My humble contribution to the democratization of the Chinese NLP technology (currently based on Fast.ai library).
[WIP] This project is still in a very early development stage. Things might change dramatically in the near future.
This project has lost its purpose since the moment BERT released its multilingual and Chinese versions of pretrained models. Readers are advised to check out those models and other similar projects (e.g. Universal Sentence Encoder).
This codebase is under major overhaul. Previously it heavily depended on fast.ai v0.7 which also does a lot of things besides NLP. Now fast.ai v0.7 is replaced with a lightweight general PyTorch helper bot and an NLP package dekisugi in this library.

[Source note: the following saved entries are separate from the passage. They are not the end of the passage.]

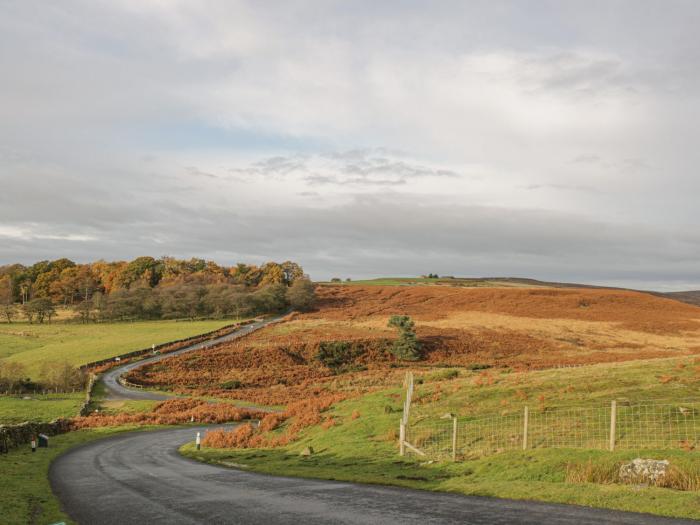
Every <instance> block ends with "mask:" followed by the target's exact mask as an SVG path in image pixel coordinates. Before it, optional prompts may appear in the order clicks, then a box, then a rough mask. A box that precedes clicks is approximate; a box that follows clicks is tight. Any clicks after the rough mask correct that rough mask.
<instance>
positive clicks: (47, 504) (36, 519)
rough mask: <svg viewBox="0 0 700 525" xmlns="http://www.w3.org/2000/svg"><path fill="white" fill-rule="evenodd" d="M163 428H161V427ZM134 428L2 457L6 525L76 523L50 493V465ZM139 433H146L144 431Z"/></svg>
mask: <svg viewBox="0 0 700 525" xmlns="http://www.w3.org/2000/svg"><path fill="white" fill-rule="evenodd" d="M161 428H162V427H161ZM129 430H136V428H135V427H112V428H97V429H90V430H80V431H78V432H70V433H68V434H62V435H60V436H55V437H52V438H51V446H50V447H49V448H46V449H43V448H42V449H38V450H37V452H36V453H32V452H31V449H30V448H29V447H28V446H27V447H22V448H18V449H14V450H11V451H10V452H9V453H8V454H0V472H2V490H0V509H2V523H3V525H26V524H27V523H56V522H61V521H63V522H65V523H74V522H73V521H72V520H70V519H69V518H68V516H66V515H65V513H64V512H63V511H62V510H61V504H60V502H59V501H58V499H57V498H56V497H55V496H54V495H53V493H52V492H51V486H50V484H49V479H48V472H49V465H50V464H51V461H53V460H54V459H55V458H56V457H58V456H60V455H61V454H63V453H64V452H66V451H67V450H69V449H70V448H72V447H75V446H78V445H81V444H84V443H87V442H89V441H94V440H95V439H100V438H104V437H108V436H111V435H114V434H117V433H120V432H124V431H129ZM139 430H146V428H145V427H141V428H140V429H139Z"/></svg>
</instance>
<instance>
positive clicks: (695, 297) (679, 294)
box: [651, 290, 700, 306]
mask: <svg viewBox="0 0 700 525" xmlns="http://www.w3.org/2000/svg"><path fill="white" fill-rule="evenodd" d="M651 293H653V294H654V295H658V296H661V297H666V298H668V299H675V300H676V301H681V302H683V303H688V304H693V305H695V306H700V290H691V291H688V292H666V293H657V292H651Z"/></svg>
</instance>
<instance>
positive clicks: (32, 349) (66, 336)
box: [0, 319, 233, 376]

I'm considering adding some dependencies to other well-maintained and modularized librarires (e.g. torchtext, AllenNLP, etc.) to reduce future maintenence workloads.
Currently only LSTM models are both migrated and tested. QRNN models are migrated but not tested. Transformer models are not migrated.

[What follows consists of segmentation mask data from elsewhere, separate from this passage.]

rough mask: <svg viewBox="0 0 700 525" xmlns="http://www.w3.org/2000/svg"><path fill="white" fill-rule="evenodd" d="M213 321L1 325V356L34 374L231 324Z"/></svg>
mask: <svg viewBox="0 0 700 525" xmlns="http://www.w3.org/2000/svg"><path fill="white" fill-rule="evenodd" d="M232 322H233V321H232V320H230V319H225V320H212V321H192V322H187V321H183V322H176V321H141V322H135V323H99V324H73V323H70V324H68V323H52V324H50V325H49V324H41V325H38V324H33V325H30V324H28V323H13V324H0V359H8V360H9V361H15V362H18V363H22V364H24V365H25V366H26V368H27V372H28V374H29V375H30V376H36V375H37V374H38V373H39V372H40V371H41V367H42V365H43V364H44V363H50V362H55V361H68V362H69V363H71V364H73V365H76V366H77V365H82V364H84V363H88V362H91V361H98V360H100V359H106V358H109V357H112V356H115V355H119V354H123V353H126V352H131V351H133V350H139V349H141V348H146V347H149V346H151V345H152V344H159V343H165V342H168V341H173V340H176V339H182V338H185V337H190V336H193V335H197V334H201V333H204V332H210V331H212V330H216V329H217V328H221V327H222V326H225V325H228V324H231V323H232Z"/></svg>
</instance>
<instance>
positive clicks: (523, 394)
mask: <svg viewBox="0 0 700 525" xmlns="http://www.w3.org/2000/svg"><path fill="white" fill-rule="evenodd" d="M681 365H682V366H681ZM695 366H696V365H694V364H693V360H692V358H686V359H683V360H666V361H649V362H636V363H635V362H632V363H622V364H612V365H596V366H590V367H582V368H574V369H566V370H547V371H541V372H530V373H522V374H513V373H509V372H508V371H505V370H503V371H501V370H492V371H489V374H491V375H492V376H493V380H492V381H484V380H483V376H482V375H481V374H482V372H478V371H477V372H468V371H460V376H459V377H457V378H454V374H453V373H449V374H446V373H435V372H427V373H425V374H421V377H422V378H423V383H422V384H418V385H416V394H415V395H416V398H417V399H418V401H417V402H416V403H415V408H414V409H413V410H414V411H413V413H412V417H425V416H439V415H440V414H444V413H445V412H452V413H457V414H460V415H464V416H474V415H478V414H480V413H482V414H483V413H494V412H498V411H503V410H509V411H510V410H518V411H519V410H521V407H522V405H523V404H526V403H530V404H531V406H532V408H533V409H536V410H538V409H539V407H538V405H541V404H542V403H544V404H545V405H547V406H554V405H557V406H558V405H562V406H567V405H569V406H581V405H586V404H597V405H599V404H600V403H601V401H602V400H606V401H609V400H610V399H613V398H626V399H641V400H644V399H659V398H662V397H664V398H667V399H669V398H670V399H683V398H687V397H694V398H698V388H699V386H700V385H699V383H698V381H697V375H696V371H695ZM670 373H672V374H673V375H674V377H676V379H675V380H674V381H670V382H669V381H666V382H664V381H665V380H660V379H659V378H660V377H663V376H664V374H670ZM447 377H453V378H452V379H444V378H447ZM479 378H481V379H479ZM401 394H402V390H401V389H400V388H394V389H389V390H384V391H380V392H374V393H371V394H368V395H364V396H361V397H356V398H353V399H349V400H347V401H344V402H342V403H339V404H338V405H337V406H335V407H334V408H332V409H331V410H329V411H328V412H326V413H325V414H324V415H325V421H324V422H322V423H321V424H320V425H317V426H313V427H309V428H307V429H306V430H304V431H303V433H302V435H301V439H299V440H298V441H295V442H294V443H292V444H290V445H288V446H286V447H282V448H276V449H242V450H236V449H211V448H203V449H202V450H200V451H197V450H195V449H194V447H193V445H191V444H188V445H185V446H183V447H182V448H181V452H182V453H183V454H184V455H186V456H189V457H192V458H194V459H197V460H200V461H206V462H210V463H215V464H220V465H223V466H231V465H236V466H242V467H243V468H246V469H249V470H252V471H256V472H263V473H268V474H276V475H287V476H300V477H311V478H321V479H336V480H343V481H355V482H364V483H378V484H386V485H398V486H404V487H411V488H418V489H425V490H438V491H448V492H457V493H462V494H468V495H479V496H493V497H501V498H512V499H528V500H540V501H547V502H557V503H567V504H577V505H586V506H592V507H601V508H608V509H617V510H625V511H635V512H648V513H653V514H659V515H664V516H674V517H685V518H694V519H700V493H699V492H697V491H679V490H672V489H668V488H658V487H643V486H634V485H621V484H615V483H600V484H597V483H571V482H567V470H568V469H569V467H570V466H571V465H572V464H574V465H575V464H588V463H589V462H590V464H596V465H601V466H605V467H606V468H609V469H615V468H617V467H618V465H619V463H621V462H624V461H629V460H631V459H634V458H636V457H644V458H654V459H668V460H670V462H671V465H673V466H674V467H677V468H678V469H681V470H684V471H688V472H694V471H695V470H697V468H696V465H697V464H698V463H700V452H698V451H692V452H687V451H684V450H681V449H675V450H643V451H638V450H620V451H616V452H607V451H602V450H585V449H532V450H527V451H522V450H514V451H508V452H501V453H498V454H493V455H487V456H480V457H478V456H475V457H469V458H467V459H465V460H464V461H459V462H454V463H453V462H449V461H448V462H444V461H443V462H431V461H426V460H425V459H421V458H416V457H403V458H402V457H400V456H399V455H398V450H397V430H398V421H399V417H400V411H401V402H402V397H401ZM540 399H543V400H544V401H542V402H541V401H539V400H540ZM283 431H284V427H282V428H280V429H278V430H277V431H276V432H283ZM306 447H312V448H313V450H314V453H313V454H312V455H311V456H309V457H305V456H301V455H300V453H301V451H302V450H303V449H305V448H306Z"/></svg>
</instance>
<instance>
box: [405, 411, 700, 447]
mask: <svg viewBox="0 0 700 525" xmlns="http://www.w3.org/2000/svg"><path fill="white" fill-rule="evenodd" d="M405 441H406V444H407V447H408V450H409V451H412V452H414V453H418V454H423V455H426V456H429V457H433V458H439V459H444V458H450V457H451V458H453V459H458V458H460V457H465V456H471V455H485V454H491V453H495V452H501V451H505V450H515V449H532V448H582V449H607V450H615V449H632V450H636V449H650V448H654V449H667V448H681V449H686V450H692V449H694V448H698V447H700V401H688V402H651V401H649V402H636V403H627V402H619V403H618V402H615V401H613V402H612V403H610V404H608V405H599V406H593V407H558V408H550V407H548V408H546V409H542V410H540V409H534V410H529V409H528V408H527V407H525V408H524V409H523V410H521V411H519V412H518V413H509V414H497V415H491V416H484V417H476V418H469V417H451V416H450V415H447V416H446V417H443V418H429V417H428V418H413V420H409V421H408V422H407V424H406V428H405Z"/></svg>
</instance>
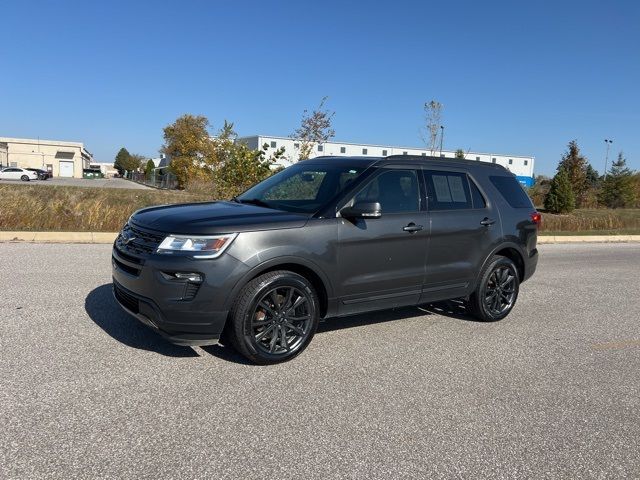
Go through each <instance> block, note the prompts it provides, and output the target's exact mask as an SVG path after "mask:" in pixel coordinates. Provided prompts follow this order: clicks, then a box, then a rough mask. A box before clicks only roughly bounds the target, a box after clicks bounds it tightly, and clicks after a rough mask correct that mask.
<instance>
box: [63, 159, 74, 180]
mask: <svg viewBox="0 0 640 480" xmlns="http://www.w3.org/2000/svg"><path fill="white" fill-rule="evenodd" d="M60 176H61V177H73V162H60Z"/></svg>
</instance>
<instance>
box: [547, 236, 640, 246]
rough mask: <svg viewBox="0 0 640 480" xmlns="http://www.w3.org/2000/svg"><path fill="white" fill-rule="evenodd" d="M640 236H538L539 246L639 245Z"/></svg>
mask: <svg viewBox="0 0 640 480" xmlns="http://www.w3.org/2000/svg"><path fill="white" fill-rule="evenodd" d="M639 242H640V235H540V236H539V237H538V243H539V244H548V243H639Z"/></svg>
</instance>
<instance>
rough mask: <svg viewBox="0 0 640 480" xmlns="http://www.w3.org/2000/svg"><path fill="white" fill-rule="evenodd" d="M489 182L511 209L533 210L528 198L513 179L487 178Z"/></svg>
mask: <svg viewBox="0 0 640 480" xmlns="http://www.w3.org/2000/svg"><path fill="white" fill-rule="evenodd" d="M489 180H491V183H493V185H494V186H495V187H496V188H497V189H498V191H499V192H500V194H501V195H502V196H503V197H504V199H505V200H506V201H507V203H508V204H509V205H511V206H512V207H513V208H533V204H532V203H531V200H530V199H529V196H528V195H527V194H526V193H525V191H524V190H523V188H522V186H521V185H520V183H519V182H518V181H517V180H516V179H515V178H514V177H489Z"/></svg>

The old fast.ai notebooks and model code can be found under legacy
folder. This repo also has a branch fastai_based that still uses fast.ai v0.7.
Tokenization:
scripts/wiki_tokenize_json.py
: Character-level and word-level(using Thulac) tokenization of the Wikipedia json dump file.scripts/wiki_sp_tokenize_json.py
: Sentencepeice tokenization of the Wikipedia json dump file.
Language Model:
scripts/language_model/train_rnn_language_model.py
: Train an LSTM language model.
Tokenization:
scripts/douban_sp_preprocess.py
: Sentencepeice tokenization of the Douban corpus.
Language Model fine-tuning:
scripts/douban_pretrain_lm.py
Sentiment classification model:
scripts/douban_sentiment.py
Using codebase based on fast.ai v0.7:
- [Preview] Developing Modern Chinese NLP Models - Briefly described dataset preparation processes and some preliminary results.
- [NLP] Four Ways to Tokenize Chinese Documents
Using dekisugi:
Pre-built docker image: docker pull ceshine/pytorch-fastai. Or build the image yourself with the accompanied Dockerfile.
- Language Model (Wikipedia Articles): next character prediction.
- Sentiment Analysis (Douban Movie Reviews): movie rating prediction.